Increasing counts of intestinal lactic acid producing bacteria is considered beneficial to gut health and performance of commercial broiler chickens. Fresh fecal microbial assays from a broiler pen trial were used to calculate correlations between Lactobacilli (LAC) counts and live performance. A total of 1,240 Cobb 500 male chicks were randomly assigned to 6 dietary treatments with 10 replicate pens of 19 chicks each. Diets included negative control basals (starter, grower, and finisher) and basals plus antibiotic and/or bacillus spores from 0-42 d. All diets were steam pelleted (crumbles/pellets). Bacteria enumerated in fresh fecal samples (log10 cfu/g sample) from most but not all pens included Enterobacteriaceae (ENT), Lactobacilli, and total anerobes (TAN). The BW, feed conversion ratio (FCR), and mortality % (MORT) were measured at 14, 21, 35, and 42 d.

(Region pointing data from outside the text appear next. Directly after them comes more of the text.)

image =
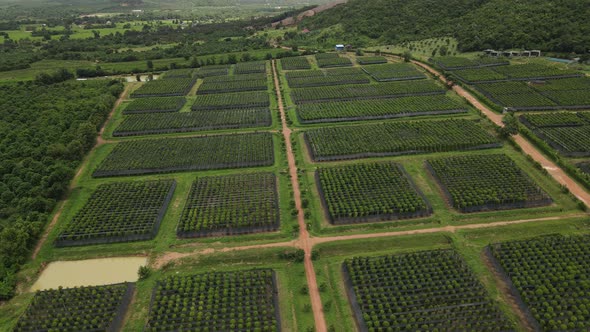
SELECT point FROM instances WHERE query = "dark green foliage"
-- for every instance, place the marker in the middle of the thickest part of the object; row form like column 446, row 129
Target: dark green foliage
column 551, row 275
column 216, row 301
column 339, row 76
column 155, row 104
column 378, row 108
column 294, row 63
column 486, row 182
column 369, row 192
column 254, row 99
column 394, row 72
column 371, row 60
column 77, row 309
column 374, row 91
column 567, row 132
column 44, row 133
column 119, row 212
column 501, row 24
column 395, row 138
column 250, row 67
column 145, row 124
column 183, row 154
column 237, row 83
column 422, row 291
column 231, row 204
column 165, row 87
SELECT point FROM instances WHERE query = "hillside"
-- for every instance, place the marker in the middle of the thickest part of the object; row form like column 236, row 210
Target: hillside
column 560, row 26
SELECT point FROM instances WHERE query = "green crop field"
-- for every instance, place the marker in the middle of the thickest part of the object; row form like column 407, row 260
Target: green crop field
column 396, row 138
column 365, row 192
column 550, row 275
column 198, row 165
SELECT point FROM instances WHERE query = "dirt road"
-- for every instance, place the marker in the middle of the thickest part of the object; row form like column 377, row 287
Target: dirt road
column 304, row 239
column 99, row 141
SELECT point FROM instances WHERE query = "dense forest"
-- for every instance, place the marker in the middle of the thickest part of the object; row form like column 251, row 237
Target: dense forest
column 46, row 130
column 559, row 26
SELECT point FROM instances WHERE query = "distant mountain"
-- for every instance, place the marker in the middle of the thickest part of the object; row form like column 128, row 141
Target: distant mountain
column 549, row 25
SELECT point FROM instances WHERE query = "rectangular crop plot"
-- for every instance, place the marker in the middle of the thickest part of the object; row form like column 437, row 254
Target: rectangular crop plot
column 516, row 95
column 255, row 99
column 208, row 71
column 295, row 63
column 176, row 73
column 378, row 109
column 97, row 308
column 326, row 77
column 371, row 60
column 186, row 154
column 373, row 91
column 146, row 124
column 328, row 60
column 486, row 182
column 165, row 88
column 567, row 132
column 231, row 204
column 453, row 62
column 250, row 67
column 155, row 105
column 394, row 72
column 422, row 291
column 397, row 138
column 232, row 84
column 369, row 192
column 551, row 276
column 119, row 212
column 216, row 301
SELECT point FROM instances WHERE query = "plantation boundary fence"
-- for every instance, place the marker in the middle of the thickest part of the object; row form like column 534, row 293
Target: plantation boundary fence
column 429, row 93
column 495, row 264
column 119, row 319
column 379, row 117
column 375, row 218
column 356, row 308
column 488, row 206
column 60, row 243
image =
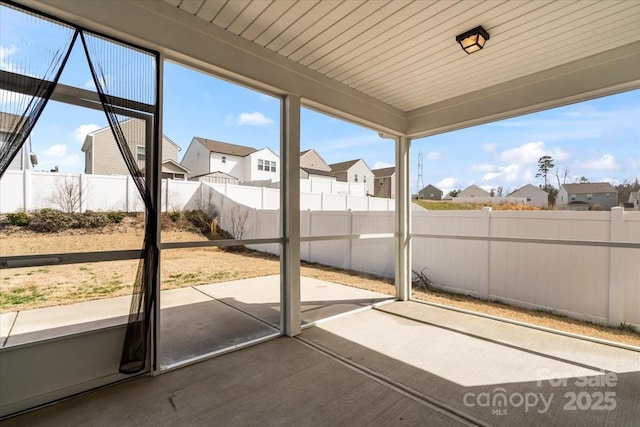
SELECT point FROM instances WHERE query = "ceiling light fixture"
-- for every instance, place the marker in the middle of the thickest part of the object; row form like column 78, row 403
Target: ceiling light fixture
column 473, row 40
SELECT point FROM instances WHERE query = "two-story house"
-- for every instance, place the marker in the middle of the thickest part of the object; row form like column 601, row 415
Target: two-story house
column 473, row 191
column 385, row 181
column 587, row 196
column 430, row 192
column 533, row 195
column 208, row 157
column 8, row 123
column 312, row 165
column 354, row 171
column 102, row 156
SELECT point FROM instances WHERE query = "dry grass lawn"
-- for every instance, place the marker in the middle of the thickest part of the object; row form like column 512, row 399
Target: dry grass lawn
column 33, row 287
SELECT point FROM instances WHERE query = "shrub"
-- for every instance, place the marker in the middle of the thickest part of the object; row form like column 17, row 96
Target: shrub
column 90, row 220
column 20, row 219
column 50, row 220
column 116, row 217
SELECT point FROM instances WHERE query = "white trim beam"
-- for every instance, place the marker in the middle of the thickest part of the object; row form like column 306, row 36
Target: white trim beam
column 403, row 219
column 608, row 73
column 192, row 41
column 290, row 218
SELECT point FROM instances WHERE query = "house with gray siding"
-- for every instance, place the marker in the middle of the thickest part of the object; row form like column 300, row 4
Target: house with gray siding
column 385, row 182
column 102, row 156
column 534, row 196
column 430, row 192
column 473, row 191
column 587, row 196
column 8, row 123
column 219, row 159
column 354, row 171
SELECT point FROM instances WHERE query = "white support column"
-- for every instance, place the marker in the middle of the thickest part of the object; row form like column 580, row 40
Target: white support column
column 403, row 219
column 290, row 217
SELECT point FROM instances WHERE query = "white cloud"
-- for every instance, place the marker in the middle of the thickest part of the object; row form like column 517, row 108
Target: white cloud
column 447, row 183
column 5, row 63
column 380, row 164
column 489, row 148
column 512, row 173
column 483, row 168
column 81, row 131
column 531, row 152
column 57, row 150
column 253, row 119
column 606, row 162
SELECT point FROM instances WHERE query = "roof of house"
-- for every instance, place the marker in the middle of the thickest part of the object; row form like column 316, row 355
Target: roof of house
column 590, row 187
column 430, row 186
column 8, row 121
column 473, row 189
column 382, row 172
column 86, row 145
column 225, row 148
column 312, row 171
column 528, row 187
column 343, row 166
column 214, row 174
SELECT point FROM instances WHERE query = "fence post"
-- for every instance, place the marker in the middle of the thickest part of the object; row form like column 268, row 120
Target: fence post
column 309, row 243
column 616, row 278
column 26, row 183
column 166, row 196
column 350, row 233
column 82, row 192
column 485, row 279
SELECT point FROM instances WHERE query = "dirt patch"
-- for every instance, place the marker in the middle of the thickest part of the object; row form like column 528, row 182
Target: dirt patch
column 33, row 287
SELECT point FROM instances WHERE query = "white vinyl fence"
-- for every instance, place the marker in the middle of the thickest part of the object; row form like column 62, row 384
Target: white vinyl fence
column 592, row 283
column 589, row 282
column 27, row 191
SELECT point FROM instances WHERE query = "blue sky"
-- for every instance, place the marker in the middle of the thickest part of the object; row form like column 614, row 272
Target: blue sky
column 598, row 139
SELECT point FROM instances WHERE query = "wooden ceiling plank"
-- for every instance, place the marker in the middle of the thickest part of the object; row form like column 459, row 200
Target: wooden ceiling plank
column 291, row 16
column 267, row 18
column 248, row 16
column 210, row 9
column 320, row 26
column 191, row 6
column 517, row 60
column 343, row 24
column 298, row 30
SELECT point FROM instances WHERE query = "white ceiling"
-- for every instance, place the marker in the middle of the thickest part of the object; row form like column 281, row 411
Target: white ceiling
column 393, row 65
column 404, row 52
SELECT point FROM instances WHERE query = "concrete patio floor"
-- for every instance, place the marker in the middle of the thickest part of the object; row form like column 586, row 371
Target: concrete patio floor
column 399, row 364
column 195, row 320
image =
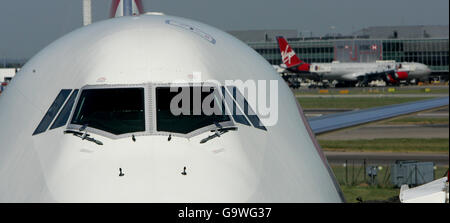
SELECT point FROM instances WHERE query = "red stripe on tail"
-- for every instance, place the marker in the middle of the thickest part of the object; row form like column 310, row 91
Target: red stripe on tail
column 114, row 5
column 288, row 55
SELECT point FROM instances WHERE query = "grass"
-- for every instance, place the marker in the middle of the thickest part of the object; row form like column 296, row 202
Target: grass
column 419, row 120
column 438, row 145
column 355, row 185
column 375, row 90
column 353, row 103
column 369, row 193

Pearson correlations (Statistix 8) were calculated between LAC or LAC/TAN % and BW, FCR, or MORT. Using treatment means, significant (P≤0.10) correlations (r) were found between: 21-d BW and 15-d LAC, 0.765; 0-14 d FCR and 15-d LAC, -0.807; and 0-35 d MORT and 29-d ENT, 0.742. Using pen means, correlations were: 14-d FCR and 15-d LAC, -0.389; 21-d FCR and 15-d LAC, -0.276; 35-d MORT and 29-d LAC, -0.211; 42-d BW and 42-d LAC, 0.221; 42-d FCR and 42-d LAC/TAN %, 0.246; and 42-d MORT and 42-d LAC/TAN %, 0.221. Using pen means, a correlation was found between 15-d LAC/TAN % and 15-d ENT, -0.290. In conclusion, evidence was presented that fresh fecal counts, indicative of intestinal microflora populations, for LAC or LAC/TAN % had a positive correlation with BW and negative correlations with FCR or MORT, and LAC/TAN % had a negative correlation with ENT, which were all beneficial effects. Therefore, efforts to increase fecal (intestinal) LAC and LAC/TAN % counts should improve broiler chicken live performance.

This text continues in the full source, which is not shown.